Nevertheless, I manage to listen to most of the CD before I’m ready to give sleep another try and leave behind little baby gut-wrench. I try, and I succeed. For twenty minutes – maybe.

That’s when Bozo Bob at the adjacent window seat decides to open up his window blind and wash the cabin in a warm, sunrise glow that just screams, “Wake up, knucklehead,” right through the ol’ translucent eyelids.

A geography lesson may be necessary here for some. You see, the path of least resistance from Calgary to London takes us up in Arctic Circle territory, over Greenland and down over Scotland. And on July 2nd, we’re still pretty firmly planted in the “Land – and Time – of the Midnight Sun.” Add to that 30,000 ft. or so of altitude, and you can pretty much be guaranteed that the sun is going to shine throughout the entire trip.

But back to Bozo Bob. Why does he open the blind, you ask? Is it to admire the sunrise? To gaze at the clouds? No. Bob is working on his laptop, which for some reason, he can’t seem to do without the glory of full, blazing daylight. Part of me wants to scream, “Your screen has a backlight, assface!” while the other part of me wants to school him, none too kindly, on the advantages of being able to touch-type. You see, Bob is in his sixties, and it would appear that he is a late-comer to the whole technology thing. His efforts are accompanied with much chin-scratching and staring longingly at the screen, as if he could will it to produce loaves and fishes, or whatever the frick he’s trying to accomplish. In the end, Steven, who is closest to him, asks him if he would kindly pull down his blind. He does so, sort of. He pulls down one and leaves another open. I guess that cuts the candlepower in half, but it doesn’t exactly do the trick.

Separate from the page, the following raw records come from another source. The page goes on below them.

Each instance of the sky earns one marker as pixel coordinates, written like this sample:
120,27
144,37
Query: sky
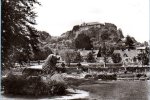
59,16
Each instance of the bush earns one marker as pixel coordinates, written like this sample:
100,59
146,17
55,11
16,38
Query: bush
116,58
34,86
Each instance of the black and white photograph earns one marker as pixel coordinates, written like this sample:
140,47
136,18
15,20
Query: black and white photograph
75,50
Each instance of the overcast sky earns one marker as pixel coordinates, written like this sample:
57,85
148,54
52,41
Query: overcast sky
59,16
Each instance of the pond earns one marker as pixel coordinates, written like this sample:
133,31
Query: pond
110,90
119,90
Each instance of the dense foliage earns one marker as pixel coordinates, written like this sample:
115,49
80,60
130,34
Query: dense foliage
116,57
19,38
90,58
83,42
33,86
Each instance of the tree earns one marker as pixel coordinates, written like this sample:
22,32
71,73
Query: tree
17,34
78,57
116,58
67,55
90,58
105,51
129,42
83,42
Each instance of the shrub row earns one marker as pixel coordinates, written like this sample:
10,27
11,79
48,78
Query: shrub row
35,86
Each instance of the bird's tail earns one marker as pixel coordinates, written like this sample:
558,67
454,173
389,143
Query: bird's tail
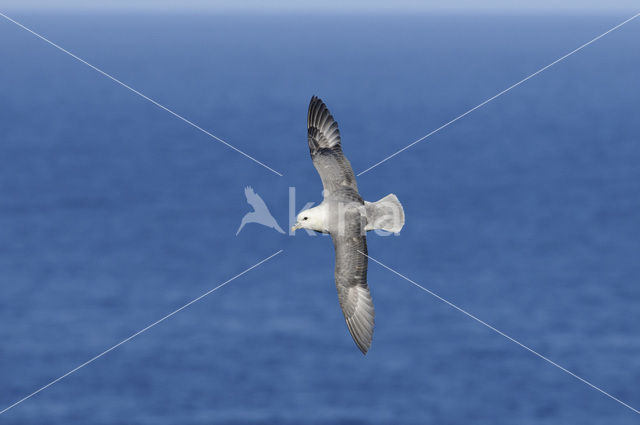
386,214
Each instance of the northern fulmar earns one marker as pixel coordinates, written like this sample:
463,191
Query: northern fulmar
346,217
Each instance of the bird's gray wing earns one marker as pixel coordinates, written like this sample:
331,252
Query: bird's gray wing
351,279
326,151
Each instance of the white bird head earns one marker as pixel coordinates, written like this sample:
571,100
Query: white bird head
312,219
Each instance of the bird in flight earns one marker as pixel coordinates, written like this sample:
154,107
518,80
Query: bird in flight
260,213
346,217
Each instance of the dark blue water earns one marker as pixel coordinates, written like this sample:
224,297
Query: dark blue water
113,213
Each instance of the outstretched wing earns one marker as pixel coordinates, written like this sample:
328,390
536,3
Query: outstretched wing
254,200
326,151
351,279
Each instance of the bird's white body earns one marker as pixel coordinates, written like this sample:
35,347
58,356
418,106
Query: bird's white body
386,214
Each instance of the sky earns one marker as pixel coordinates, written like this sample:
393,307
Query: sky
330,6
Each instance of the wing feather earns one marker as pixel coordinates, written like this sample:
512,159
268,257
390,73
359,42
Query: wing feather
351,280
325,147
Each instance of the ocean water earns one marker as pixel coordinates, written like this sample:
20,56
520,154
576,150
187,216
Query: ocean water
113,213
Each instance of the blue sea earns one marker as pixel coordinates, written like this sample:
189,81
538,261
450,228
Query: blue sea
114,213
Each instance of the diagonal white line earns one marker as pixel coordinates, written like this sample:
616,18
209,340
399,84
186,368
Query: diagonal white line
136,334
175,114
531,350
500,94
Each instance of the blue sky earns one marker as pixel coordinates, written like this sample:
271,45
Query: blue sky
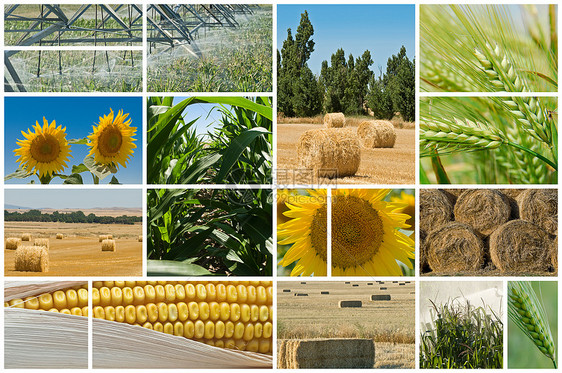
73,198
382,29
78,115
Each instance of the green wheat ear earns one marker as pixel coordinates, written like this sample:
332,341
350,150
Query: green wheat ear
527,312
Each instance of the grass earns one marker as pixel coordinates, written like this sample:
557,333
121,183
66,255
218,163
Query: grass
234,60
462,337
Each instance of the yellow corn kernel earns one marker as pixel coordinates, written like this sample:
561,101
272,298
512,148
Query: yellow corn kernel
183,311
59,299
82,297
109,313
162,311
120,313
142,313
99,312
152,311
188,329
130,314
116,296
199,329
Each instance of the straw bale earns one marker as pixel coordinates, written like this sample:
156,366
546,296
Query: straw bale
380,297
32,259
13,243
334,120
377,134
326,353
42,242
454,247
435,209
520,246
540,206
350,304
483,209
331,152
108,245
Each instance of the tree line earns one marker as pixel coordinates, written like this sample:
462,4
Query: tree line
345,85
71,217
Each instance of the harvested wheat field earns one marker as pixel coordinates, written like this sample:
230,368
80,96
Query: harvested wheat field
80,252
318,316
489,232
377,166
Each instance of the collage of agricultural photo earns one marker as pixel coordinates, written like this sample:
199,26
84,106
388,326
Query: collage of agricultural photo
278,186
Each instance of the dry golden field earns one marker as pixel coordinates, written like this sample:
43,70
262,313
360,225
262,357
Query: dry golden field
378,166
79,253
389,323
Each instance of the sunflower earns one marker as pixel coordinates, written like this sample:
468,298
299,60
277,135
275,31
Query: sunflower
365,235
112,140
45,151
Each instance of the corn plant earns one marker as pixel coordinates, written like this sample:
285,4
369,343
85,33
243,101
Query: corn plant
205,232
462,337
239,151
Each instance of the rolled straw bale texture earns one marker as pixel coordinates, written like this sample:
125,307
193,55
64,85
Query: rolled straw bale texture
332,152
326,353
454,247
334,120
377,134
436,209
380,297
483,209
42,242
350,304
32,259
520,246
540,206
13,243
108,245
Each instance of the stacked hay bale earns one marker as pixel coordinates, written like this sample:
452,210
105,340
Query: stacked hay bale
482,229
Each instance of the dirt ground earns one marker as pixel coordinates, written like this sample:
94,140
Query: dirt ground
389,323
378,166
79,253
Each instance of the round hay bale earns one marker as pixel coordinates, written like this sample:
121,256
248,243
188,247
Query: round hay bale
377,134
540,206
435,209
520,246
454,247
334,120
108,245
42,242
32,259
483,209
12,243
332,152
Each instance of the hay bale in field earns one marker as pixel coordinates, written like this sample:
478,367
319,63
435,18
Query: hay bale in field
334,120
108,245
326,353
331,152
377,134
520,246
483,209
350,304
32,259
380,297
454,247
436,209
12,243
540,206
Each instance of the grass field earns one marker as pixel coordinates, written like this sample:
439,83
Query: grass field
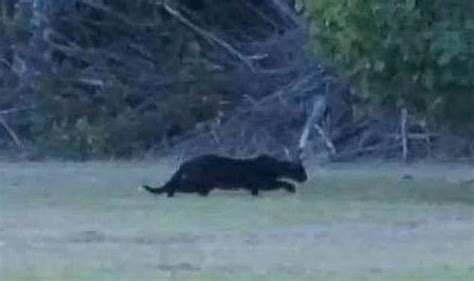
371,221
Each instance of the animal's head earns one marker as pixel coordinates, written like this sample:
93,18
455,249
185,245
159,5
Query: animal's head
295,171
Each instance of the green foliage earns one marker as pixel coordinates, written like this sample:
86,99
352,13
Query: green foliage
420,52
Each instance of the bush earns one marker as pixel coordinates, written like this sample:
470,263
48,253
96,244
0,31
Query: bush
420,53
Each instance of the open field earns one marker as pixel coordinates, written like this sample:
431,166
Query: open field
372,221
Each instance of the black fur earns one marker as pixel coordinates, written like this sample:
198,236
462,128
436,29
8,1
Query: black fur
205,173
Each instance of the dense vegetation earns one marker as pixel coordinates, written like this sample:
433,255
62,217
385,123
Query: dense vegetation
82,79
415,53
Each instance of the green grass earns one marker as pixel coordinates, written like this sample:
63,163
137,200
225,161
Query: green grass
65,221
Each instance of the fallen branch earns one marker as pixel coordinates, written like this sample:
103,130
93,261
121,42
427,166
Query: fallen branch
403,133
15,110
11,133
357,151
209,36
319,107
330,146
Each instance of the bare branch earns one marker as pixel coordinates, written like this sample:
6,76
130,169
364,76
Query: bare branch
319,107
11,133
327,141
209,36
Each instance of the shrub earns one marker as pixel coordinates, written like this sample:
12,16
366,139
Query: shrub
419,52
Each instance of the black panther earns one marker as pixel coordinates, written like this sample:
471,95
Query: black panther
207,172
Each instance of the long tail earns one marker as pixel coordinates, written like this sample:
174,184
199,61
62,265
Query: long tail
155,190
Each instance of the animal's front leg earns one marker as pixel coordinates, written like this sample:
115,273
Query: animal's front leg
170,192
204,191
287,186
254,190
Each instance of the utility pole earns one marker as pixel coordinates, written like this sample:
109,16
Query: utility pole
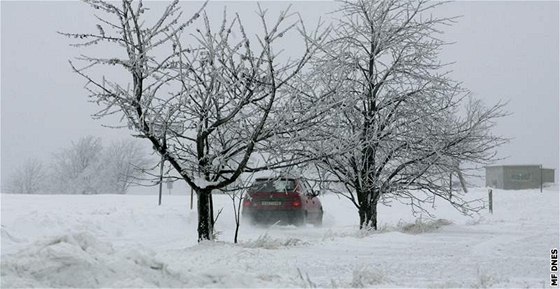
161,178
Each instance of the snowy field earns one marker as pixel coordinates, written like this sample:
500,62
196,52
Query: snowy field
122,241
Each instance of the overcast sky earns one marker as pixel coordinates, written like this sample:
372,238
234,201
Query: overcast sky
503,51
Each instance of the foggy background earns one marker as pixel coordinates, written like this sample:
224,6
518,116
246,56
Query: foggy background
502,51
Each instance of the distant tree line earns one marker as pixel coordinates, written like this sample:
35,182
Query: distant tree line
366,102
85,167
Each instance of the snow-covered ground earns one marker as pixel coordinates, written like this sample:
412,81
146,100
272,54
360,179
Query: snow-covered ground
128,241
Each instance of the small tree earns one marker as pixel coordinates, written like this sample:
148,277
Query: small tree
404,124
75,169
121,164
29,178
208,107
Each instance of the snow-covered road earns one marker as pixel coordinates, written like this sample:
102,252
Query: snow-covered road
128,241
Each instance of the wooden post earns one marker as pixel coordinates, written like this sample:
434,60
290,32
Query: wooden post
490,205
541,177
191,198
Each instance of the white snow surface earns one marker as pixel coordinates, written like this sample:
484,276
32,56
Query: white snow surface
120,241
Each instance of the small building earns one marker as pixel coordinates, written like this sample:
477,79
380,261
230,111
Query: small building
518,177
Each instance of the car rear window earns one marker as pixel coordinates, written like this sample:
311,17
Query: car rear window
273,186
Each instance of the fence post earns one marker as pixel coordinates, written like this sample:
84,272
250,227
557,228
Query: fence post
490,208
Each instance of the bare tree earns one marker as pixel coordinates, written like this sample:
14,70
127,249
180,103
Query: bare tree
122,163
29,178
214,107
405,124
75,168
86,167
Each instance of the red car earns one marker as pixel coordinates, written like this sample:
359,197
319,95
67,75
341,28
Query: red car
284,200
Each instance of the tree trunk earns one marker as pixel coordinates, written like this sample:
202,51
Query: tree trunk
205,215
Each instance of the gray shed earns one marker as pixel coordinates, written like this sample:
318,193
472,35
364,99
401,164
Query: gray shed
518,177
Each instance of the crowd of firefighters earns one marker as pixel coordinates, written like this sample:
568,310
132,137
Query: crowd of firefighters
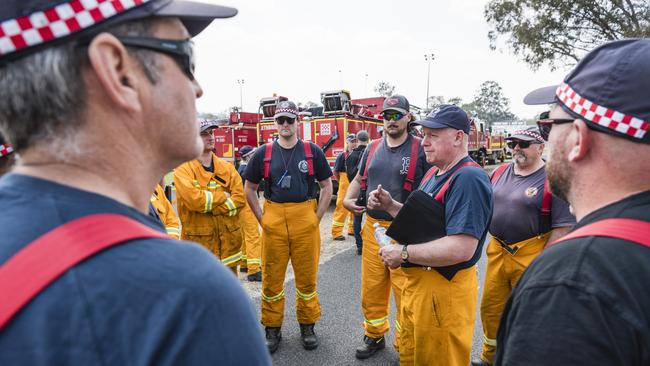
218,207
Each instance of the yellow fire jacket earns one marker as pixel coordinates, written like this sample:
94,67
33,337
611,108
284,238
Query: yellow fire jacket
166,212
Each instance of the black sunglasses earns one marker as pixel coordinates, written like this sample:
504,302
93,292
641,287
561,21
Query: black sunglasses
546,124
282,120
522,144
182,51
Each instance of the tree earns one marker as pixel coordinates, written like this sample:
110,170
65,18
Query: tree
490,104
560,32
384,89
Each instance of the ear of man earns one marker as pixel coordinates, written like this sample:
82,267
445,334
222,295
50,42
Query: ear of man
116,72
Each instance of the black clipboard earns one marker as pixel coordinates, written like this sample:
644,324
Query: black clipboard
420,220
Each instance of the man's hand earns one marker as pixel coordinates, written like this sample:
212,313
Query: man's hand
380,199
391,255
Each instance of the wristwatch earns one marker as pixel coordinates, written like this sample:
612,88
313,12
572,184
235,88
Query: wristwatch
405,253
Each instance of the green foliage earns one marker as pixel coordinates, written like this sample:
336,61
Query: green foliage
560,32
490,104
384,89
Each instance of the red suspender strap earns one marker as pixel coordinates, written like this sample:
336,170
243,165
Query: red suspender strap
41,262
371,151
440,196
268,151
498,172
309,157
545,217
410,176
635,231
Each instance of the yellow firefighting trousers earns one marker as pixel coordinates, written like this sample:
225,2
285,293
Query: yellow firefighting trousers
437,317
340,213
503,271
290,231
376,282
251,245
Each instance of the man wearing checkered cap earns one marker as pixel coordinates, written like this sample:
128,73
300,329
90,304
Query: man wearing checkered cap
99,101
585,299
525,218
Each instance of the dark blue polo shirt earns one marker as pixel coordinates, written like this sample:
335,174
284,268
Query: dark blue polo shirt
146,302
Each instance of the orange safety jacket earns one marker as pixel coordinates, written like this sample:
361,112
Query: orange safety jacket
204,196
166,212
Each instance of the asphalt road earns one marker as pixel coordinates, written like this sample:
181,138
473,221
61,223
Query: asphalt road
341,326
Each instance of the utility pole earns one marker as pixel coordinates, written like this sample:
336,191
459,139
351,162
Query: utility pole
428,58
241,103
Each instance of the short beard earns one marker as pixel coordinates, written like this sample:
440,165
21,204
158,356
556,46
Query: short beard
559,175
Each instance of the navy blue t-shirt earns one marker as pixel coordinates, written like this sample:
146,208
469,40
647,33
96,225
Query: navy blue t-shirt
293,162
468,205
146,302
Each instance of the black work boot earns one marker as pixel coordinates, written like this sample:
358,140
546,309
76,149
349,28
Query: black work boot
370,347
308,337
273,338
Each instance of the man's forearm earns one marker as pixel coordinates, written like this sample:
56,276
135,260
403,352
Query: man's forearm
445,251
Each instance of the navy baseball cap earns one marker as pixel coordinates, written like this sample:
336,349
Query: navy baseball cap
26,26
446,116
608,89
397,103
286,109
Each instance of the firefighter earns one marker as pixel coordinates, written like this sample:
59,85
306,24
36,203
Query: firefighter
251,245
210,196
397,162
7,158
290,223
165,212
585,299
526,217
440,290
340,213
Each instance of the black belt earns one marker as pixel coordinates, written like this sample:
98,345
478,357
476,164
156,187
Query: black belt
510,249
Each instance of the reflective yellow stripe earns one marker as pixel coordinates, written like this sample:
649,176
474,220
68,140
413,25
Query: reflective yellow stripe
489,341
232,209
173,230
208,201
305,296
376,322
232,259
273,298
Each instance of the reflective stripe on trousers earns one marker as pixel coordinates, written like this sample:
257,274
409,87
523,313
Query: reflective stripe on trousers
290,231
503,271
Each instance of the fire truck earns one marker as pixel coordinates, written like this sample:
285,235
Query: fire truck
485,147
240,130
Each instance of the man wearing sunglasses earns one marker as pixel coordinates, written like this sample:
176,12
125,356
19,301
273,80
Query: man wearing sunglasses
290,223
585,299
397,163
86,276
521,227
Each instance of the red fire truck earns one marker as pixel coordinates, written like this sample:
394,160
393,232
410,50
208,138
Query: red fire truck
240,130
485,147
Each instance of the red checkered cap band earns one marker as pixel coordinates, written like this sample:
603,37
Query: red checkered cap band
532,134
280,110
606,117
57,22
6,149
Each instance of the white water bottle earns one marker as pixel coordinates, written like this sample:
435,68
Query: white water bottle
380,235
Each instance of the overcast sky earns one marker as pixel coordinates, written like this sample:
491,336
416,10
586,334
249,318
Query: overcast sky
296,49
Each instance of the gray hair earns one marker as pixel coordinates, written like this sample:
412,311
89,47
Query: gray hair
44,96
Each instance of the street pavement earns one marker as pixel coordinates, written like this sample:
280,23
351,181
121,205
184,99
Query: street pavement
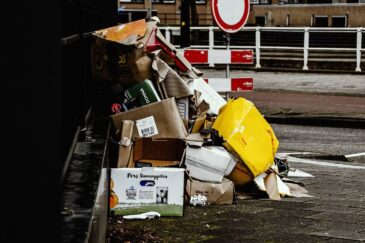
300,94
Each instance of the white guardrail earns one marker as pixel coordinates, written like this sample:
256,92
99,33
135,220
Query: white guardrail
258,47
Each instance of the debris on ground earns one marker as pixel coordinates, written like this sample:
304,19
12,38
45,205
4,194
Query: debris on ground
178,140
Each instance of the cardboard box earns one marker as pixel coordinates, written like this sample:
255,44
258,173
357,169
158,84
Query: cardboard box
141,190
158,120
209,163
125,148
240,175
117,53
216,193
150,152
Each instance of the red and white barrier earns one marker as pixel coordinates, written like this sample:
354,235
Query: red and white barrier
230,84
219,56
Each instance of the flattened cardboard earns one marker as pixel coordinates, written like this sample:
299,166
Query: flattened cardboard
240,175
158,152
113,62
125,148
126,34
141,190
216,193
166,115
171,83
142,69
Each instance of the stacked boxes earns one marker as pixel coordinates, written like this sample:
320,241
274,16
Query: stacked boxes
177,137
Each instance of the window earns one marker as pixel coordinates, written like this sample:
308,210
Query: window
320,21
339,21
260,20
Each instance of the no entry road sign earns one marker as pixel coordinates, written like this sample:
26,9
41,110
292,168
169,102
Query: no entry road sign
230,15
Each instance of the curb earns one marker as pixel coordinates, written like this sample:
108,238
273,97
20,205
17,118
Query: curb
341,122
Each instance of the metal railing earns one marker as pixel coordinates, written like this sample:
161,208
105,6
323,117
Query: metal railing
306,47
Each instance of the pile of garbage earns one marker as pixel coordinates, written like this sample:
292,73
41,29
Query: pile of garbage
179,140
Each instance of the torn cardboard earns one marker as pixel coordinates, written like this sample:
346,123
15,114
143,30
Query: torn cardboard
165,119
172,85
216,193
240,175
150,152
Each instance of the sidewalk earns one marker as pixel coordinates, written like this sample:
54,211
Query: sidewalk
303,95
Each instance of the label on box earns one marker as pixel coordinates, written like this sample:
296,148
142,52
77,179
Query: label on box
140,190
147,127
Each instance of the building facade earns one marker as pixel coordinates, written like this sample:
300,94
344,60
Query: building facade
288,13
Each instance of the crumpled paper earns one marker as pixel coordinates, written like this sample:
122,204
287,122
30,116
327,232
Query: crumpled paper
198,200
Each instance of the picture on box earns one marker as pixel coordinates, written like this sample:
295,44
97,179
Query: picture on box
161,195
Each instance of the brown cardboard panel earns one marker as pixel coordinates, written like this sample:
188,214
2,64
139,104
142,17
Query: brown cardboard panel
240,175
216,193
142,70
170,80
125,33
125,148
158,149
166,116
155,163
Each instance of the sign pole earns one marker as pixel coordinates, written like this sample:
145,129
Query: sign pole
228,46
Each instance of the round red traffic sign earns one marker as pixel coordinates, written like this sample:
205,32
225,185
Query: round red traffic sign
230,15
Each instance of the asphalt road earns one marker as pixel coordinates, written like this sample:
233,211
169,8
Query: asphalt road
326,140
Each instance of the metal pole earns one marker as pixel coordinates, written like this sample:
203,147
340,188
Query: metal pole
358,49
228,46
211,42
149,13
306,46
167,34
258,45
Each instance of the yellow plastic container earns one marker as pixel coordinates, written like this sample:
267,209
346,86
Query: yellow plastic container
247,134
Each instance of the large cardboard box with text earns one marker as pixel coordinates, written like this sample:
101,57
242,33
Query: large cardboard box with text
140,190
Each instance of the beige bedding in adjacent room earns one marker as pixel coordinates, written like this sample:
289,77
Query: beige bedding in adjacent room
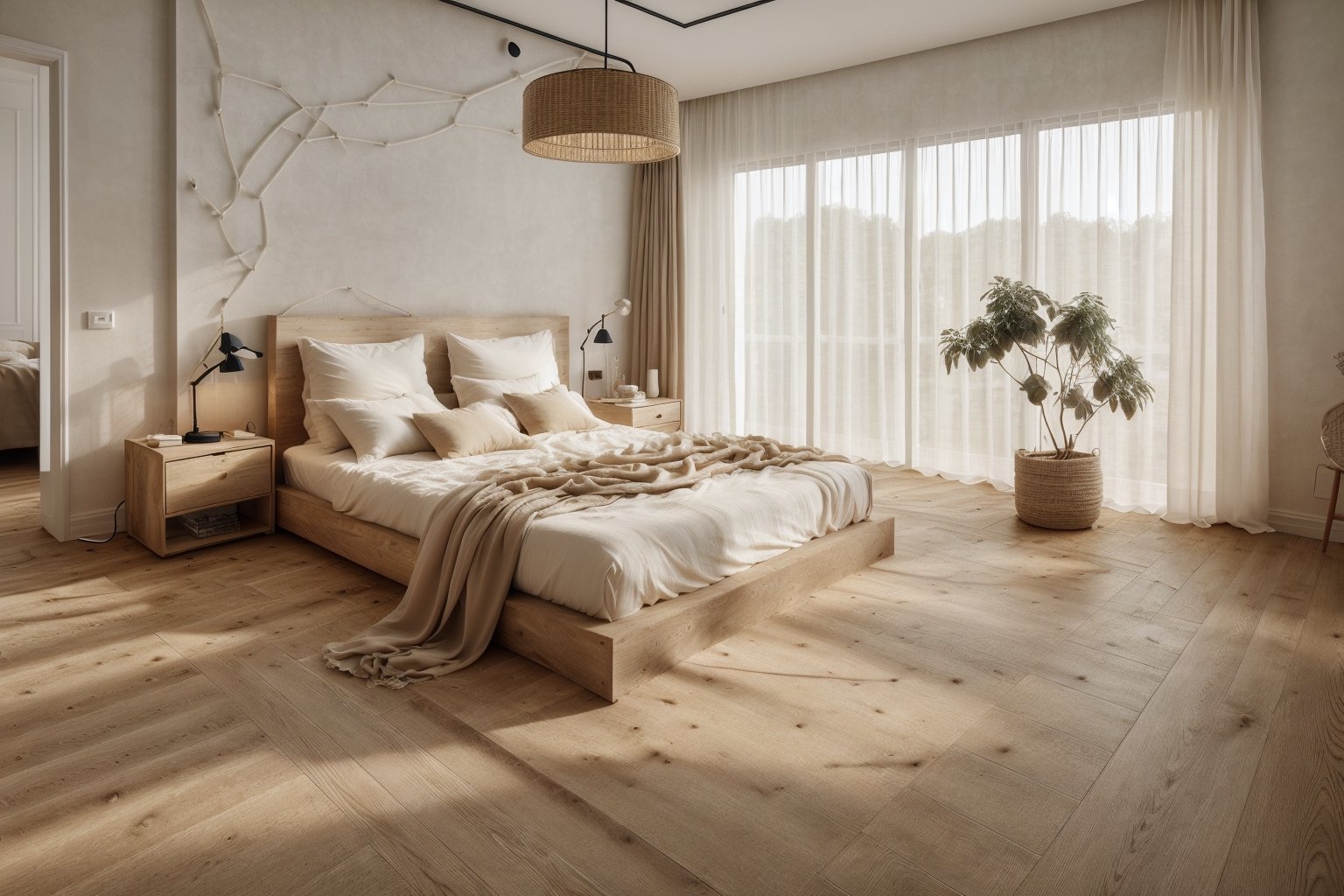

At this point, I will summarize. I do get back to sleep, but only for a few moments before little baby gut-wrench fires up again. And so on …

On the upside, I became more familiar with my Ipod, discovering trivia games and solitaire that I never knew I had before.

The long and the short of it is that when we landed in Heathrow, I had had about and hour or an hour and a half sleep, tops.

So ends the tale of Day 1. Perhaps tonight, on the way to Mumbai, the Gravol will hold more appeal.